Despite the potential benefits, there are still practical challenges associated with TDM in clinical practice. Blood collection ideally needs to occur at trough levels just before the next injection, which can limit the window for testing. Furthermore, the tests themselves can show variability. For instance, adalimumab concentrations tested in different labs might produce slightly different results, making it difficult to determine whether to adjust the dose or not. In some cases, patients may face out-of-pocket costs for these tests, as reimbursement is not always available, and the specificity of the tests remains a concern. These challenges highlight the need for further refinement of TDM protocols before they can become a routine part of biological therapy management. 
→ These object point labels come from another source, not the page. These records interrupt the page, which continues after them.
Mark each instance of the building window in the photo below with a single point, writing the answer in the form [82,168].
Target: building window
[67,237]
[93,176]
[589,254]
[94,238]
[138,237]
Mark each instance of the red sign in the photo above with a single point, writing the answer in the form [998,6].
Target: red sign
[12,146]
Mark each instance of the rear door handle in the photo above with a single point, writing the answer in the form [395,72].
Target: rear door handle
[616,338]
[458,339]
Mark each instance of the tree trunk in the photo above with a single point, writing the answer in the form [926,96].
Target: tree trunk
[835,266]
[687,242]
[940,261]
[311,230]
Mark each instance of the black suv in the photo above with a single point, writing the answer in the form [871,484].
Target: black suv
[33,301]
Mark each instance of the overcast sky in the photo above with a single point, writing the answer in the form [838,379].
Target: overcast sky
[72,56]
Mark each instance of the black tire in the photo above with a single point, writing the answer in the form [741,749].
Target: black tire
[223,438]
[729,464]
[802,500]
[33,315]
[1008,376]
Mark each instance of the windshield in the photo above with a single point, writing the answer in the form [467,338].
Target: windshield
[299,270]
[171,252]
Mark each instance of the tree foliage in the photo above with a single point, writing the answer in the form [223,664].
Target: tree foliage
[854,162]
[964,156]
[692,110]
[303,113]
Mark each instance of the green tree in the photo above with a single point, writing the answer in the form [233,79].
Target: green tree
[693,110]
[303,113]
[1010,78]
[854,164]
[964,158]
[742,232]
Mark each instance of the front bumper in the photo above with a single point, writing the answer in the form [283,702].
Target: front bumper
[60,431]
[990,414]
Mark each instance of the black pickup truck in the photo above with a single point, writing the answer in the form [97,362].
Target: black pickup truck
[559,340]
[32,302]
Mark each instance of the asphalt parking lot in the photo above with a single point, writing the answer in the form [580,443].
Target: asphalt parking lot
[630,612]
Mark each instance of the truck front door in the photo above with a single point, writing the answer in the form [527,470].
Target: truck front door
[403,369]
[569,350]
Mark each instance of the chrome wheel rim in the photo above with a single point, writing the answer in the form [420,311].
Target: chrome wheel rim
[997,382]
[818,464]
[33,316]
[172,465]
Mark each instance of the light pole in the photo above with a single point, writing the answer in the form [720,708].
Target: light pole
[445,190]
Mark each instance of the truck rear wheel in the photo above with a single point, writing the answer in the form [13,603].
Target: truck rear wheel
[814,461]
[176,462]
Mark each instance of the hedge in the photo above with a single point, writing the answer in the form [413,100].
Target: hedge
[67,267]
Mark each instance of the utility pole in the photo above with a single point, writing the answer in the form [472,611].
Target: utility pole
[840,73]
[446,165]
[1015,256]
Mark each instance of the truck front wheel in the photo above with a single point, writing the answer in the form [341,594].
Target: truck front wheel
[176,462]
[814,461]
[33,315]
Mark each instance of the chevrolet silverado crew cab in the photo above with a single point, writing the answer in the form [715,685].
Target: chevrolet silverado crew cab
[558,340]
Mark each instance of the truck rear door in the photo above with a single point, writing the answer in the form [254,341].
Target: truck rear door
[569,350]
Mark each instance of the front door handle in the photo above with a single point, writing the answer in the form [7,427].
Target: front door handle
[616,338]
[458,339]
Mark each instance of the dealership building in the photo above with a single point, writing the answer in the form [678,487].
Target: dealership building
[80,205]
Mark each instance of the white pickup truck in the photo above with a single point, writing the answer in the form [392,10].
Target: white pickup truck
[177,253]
The European Commission has initiated an international collaboration called ENOTA (European Network on Optimising Treatment with Therapeutic Antibodies) to enhance treatment strategies for chronic inflammatory diseases using therapeutic antibodies. This initiative focuses on developing guidance for therapeutic drug monitoring (TDM), which is anticipated to play a significant role in future treatment optimization. ENOTA emphasizes model-informed precision dosing (MIPD), which aims to tailor dosing to individual patients by integrating various factors such as serum drug levels, weight, age, and disease duration. This approach seeks to calculate the optimal timing for subsequent doses, making treatment more personalized. Additionally, ENOTA is working to improve TDM capabilities in academic labs and clinical centers throughout Europe, particularly in Belgium and the Netherlands, where advanced testing facilities are available. These facilities plan to utilize innovative technologies, including mass spectrometry in conjunction with enzyme-linked immunosorbent assay, to enhance the reliability of TDM. One significant threat identified is the skepticism surrounding TDM, as many practitioners are hesitant to adopt this approach due to the historical separation of diagnostics and biological treatments. Despite these challenges, there is optimism that TDM can become a standard practice in patient care, provided that robust theoretical and evidence-based data are gathered to support its efficacy.
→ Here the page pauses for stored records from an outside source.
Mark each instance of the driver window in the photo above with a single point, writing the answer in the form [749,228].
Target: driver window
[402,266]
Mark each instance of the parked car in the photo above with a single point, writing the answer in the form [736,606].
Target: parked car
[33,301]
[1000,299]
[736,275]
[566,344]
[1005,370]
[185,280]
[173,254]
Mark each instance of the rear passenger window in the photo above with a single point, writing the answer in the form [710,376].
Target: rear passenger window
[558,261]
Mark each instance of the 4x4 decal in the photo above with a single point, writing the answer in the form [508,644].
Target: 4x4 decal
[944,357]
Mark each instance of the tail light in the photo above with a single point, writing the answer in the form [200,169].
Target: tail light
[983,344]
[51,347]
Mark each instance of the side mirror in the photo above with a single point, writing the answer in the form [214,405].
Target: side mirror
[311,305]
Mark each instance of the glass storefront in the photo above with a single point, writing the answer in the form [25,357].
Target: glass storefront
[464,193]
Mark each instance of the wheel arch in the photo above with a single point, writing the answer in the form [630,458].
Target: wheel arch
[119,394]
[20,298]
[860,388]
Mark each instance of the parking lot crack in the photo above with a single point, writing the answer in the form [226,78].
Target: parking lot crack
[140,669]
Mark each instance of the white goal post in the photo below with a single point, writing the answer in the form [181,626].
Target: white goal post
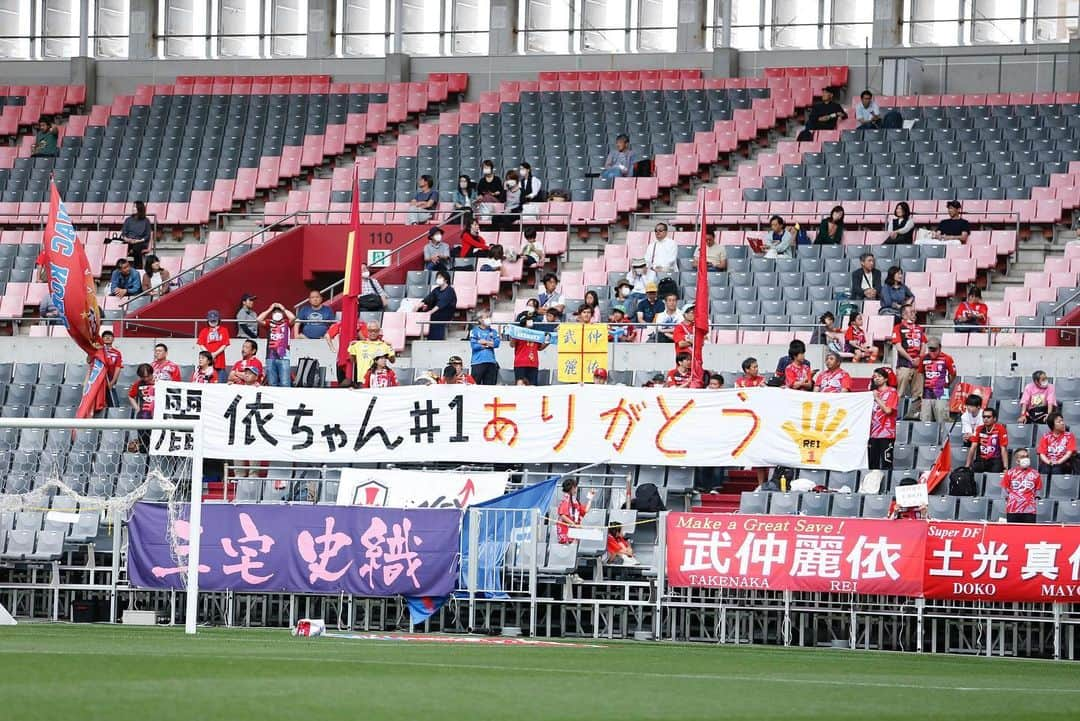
[196,487]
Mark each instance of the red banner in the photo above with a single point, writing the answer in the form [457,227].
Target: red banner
[795,553]
[933,559]
[75,294]
[1002,562]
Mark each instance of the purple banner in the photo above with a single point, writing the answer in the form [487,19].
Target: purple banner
[302,549]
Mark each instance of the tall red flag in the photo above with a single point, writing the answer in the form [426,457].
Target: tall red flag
[350,303]
[75,295]
[700,310]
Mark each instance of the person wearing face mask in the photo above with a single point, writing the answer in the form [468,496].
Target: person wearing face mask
[527,354]
[279,321]
[464,199]
[989,445]
[442,302]
[483,340]
[436,254]
[1022,484]
[531,188]
[882,419]
[1038,398]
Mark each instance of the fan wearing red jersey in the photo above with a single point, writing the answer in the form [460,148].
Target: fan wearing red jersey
[833,378]
[1022,484]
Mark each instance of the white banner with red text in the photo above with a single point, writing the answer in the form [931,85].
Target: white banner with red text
[517,424]
[400,488]
[933,559]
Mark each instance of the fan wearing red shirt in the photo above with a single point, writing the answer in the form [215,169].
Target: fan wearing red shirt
[379,376]
[908,338]
[939,376]
[215,339]
[679,376]
[971,314]
[1022,483]
[750,379]
[1057,449]
[989,445]
[882,419]
[163,368]
[833,378]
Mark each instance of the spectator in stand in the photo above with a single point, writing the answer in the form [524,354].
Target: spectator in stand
[1022,485]
[798,375]
[136,232]
[666,321]
[661,255]
[901,226]
[971,314]
[908,338]
[379,376]
[489,188]
[163,368]
[313,317]
[483,340]
[436,254]
[619,549]
[855,343]
[971,418]
[248,361]
[779,242]
[247,320]
[45,140]
[882,419]
[531,188]
[113,363]
[204,371]
[683,336]
[279,321]
[831,230]
[527,355]
[1038,398]
[570,509]
[953,228]
[989,446]
[424,202]
[638,276]
[750,379]
[464,199]
[214,338]
[531,253]
[825,112]
[472,244]
[124,281]
[156,279]
[620,161]
[833,378]
[866,279]
[443,303]
[867,112]
[1057,449]
[894,295]
[679,376]
[939,381]
[551,297]
[716,257]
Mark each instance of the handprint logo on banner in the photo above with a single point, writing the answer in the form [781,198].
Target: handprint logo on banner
[818,434]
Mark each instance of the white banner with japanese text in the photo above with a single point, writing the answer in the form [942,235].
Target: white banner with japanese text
[517,424]
[401,488]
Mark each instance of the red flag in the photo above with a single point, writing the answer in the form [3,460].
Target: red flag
[941,467]
[700,310]
[353,280]
[75,294]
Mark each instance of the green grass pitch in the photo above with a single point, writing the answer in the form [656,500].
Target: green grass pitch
[61,672]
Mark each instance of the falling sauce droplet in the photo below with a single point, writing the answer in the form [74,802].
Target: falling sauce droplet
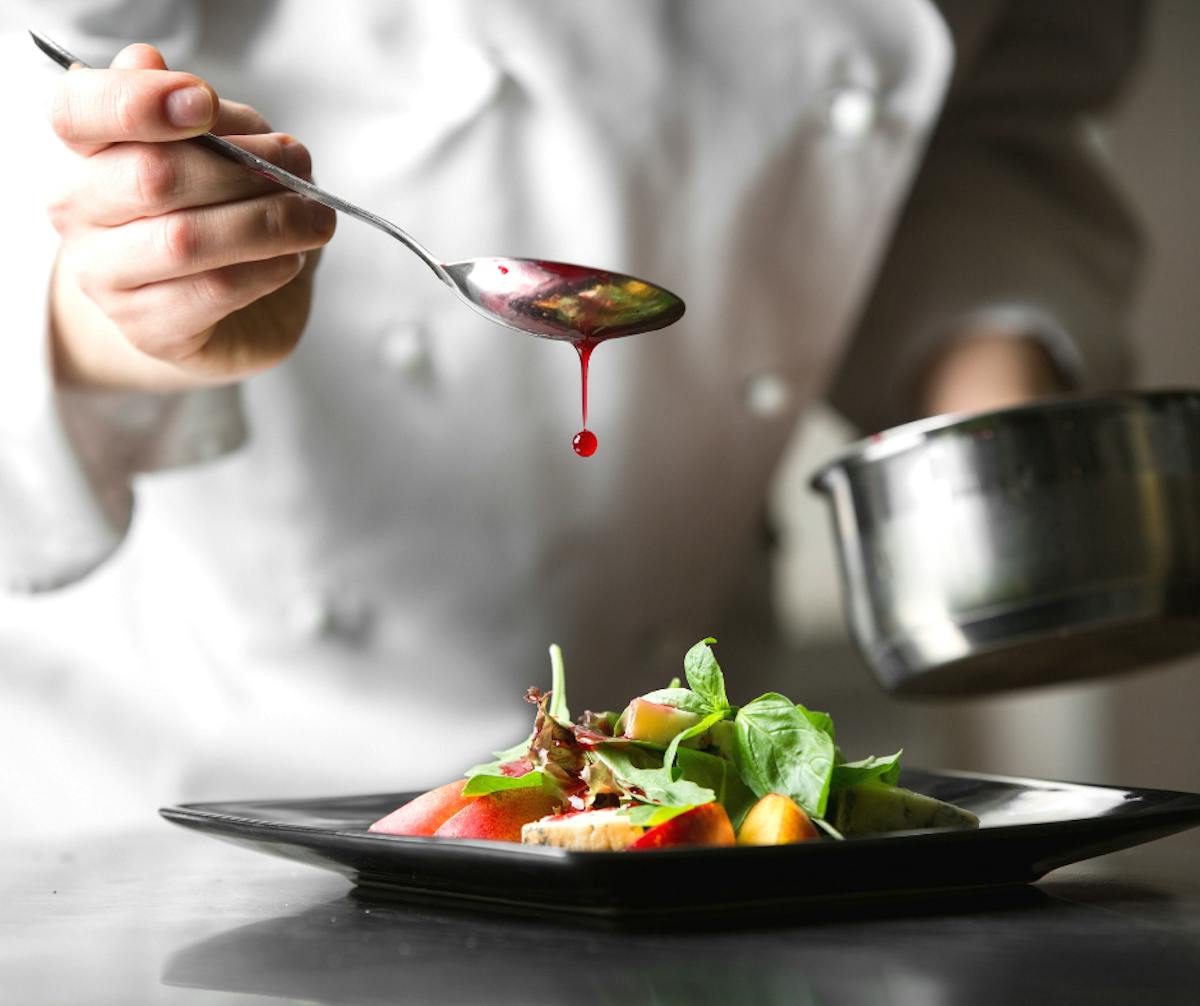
[585,443]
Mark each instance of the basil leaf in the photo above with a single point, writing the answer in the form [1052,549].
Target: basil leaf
[695,730]
[651,814]
[558,708]
[514,753]
[720,776]
[850,773]
[681,699]
[829,830]
[778,749]
[486,779]
[634,767]
[705,675]
[820,720]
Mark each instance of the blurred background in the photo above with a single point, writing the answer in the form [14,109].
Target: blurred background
[1137,730]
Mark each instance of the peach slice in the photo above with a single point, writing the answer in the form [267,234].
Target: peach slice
[426,813]
[705,825]
[654,722]
[775,820]
[499,815]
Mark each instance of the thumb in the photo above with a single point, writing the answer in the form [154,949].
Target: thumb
[138,57]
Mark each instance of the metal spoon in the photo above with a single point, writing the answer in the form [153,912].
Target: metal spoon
[550,299]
Future perspectives in TDM emphasize the potential for rapid testing methods, such as lateral flow assays, to enhance clinical practice. Advancements in mass spectrometry are anticipated to improve accuracy and precision in drug measurements without significantly increasing costs. MIPD is expected to contribute significantly to improved treatment outcomes. The establishment of biobanks is becoming increasingly important as research groups compile extensive datasets from biological patients. These biobanks can support large pharmacokinetic and pharmacodynamics modelling efforts, leading to more accurate target concentration determinations and identification of risk factors that may impact treatment responses. The integration of technology into patient care is expected to facilitate the input of patient data into computer systems, allowing healthcare professionals to obtain precise dosing recommendations. The application of artificial intelligence in analysing large datasets may also enhance decision-making processes in clinical settings. However, machine learning will require robust pharmacokinetic and pharmacodynamic models for effective simulations, highlighting the need for larger datasets to support meaningful analysis. 
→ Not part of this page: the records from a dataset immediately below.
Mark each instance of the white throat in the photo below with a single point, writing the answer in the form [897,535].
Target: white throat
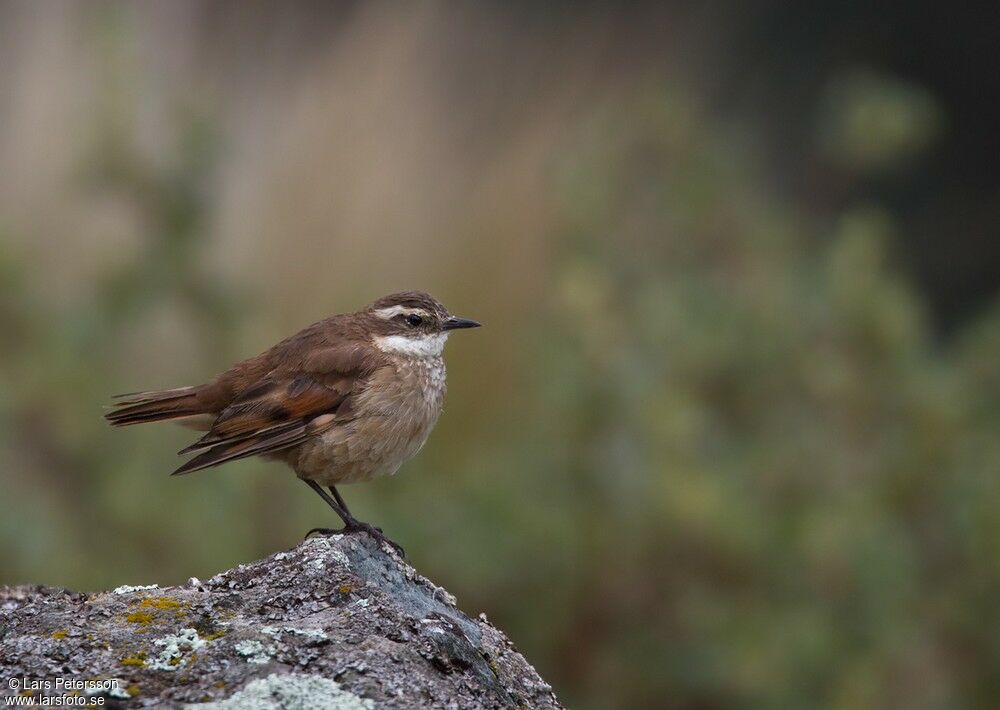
[431,345]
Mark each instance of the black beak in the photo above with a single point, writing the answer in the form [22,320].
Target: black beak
[456,323]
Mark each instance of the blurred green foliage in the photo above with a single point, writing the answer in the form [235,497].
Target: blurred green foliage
[739,471]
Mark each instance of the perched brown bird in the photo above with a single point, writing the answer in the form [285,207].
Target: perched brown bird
[345,400]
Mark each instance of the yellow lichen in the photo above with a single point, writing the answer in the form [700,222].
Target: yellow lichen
[138,660]
[139,617]
[161,603]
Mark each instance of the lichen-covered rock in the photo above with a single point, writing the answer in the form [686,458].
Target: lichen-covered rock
[336,622]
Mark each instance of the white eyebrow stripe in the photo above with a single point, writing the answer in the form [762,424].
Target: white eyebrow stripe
[393,311]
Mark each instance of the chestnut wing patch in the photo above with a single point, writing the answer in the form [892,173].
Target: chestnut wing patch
[273,415]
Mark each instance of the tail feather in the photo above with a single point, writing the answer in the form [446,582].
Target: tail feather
[140,407]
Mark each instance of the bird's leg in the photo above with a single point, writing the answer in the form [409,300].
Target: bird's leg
[351,524]
[340,501]
[342,504]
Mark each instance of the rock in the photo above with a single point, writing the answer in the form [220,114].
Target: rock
[336,622]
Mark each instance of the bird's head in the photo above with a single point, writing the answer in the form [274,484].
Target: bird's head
[412,323]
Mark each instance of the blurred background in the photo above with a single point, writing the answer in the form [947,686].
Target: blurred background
[730,436]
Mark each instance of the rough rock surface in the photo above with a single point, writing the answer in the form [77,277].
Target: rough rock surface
[336,622]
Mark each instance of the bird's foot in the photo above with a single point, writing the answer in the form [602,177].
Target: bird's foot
[356,526]
[325,531]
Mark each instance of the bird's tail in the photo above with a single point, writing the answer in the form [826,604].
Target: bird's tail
[139,407]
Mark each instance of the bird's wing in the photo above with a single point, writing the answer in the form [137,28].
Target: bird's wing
[296,400]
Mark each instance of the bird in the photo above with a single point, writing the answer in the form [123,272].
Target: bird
[345,400]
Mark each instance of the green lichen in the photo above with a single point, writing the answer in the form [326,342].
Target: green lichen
[139,617]
[164,603]
[138,660]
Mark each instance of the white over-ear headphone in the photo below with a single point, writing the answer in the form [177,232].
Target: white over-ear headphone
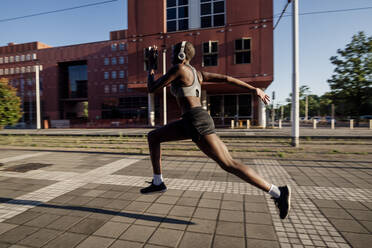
[181,54]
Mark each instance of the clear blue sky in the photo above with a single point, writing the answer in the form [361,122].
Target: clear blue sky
[320,35]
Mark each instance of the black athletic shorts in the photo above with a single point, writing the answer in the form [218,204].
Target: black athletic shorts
[197,123]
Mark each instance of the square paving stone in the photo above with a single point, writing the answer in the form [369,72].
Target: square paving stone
[23,217]
[206,213]
[139,207]
[64,222]
[232,205]
[182,211]
[42,220]
[201,225]
[348,226]
[175,222]
[166,237]
[258,218]
[256,207]
[158,208]
[194,240]
[112,229]
[66,240]
[16,234]
[192,194]
[87,226]
[126,244]
[188,201]
[138,233]
[358,240]
[212,195]
[256,231]
[336,213]
[361,215]
[352,205]
[209,203]
[167,199]
[40,238]
[229,215]
[226,241]
[263,243]
[4,227]
[230,228]
[325,203]
[96,242]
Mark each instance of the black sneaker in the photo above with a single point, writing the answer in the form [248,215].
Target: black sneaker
[154,188]
[284,201]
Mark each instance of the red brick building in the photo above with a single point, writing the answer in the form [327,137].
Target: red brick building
[105,82]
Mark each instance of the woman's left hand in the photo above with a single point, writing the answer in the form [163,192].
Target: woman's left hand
[261,94]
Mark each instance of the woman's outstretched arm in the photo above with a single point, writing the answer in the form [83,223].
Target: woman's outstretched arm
[214,77]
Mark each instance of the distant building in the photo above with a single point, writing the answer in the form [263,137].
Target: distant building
[103,83]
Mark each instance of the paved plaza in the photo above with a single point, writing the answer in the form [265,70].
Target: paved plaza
[88,200]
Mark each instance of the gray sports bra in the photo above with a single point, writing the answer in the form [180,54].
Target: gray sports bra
[192,90]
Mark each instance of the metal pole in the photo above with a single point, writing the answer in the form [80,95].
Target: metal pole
[306,108]
[295,82]
[165,88]
[37,82]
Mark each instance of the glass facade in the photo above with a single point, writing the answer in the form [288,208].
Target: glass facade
[177,15]
[77,81]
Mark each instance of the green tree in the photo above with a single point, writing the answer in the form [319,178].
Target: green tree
[10,104]
[351,83]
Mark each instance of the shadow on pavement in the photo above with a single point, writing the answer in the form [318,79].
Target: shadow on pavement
[97,210]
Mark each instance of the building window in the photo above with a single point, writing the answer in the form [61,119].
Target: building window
[243,51]
[107,89]
[114,88]
[121,74]
[121,60]
[210,53]
[113,61]
[121,88]
[177,15]
[106,75]
[121,46]
[114,47]
[212,13]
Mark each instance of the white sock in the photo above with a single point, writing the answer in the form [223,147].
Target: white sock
[158,179]
[274,191]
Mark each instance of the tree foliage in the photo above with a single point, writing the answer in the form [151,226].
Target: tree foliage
[10,104]
[351,83]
The potential application of TDM in oral therapies, in addition to biologics, presents significant opportunities for optimization. For medications such as Deucravacitinib and Orismilast, TDM may be useful in identifying patients who are underdosed under the current one-size-fits-all dosing guidelines. A more personalized dosing strategy based on individual drug levels could enhance the sustainability and effectiveness of these new oral therapies. This approach highlights the importance of individualized treatment strategies aimed at optimizing patient outcomes and minimizing the risk of underdosing.

33, European Academy of Dermatology and Venereology Congress, 25-28 September 2024, Amsterdam.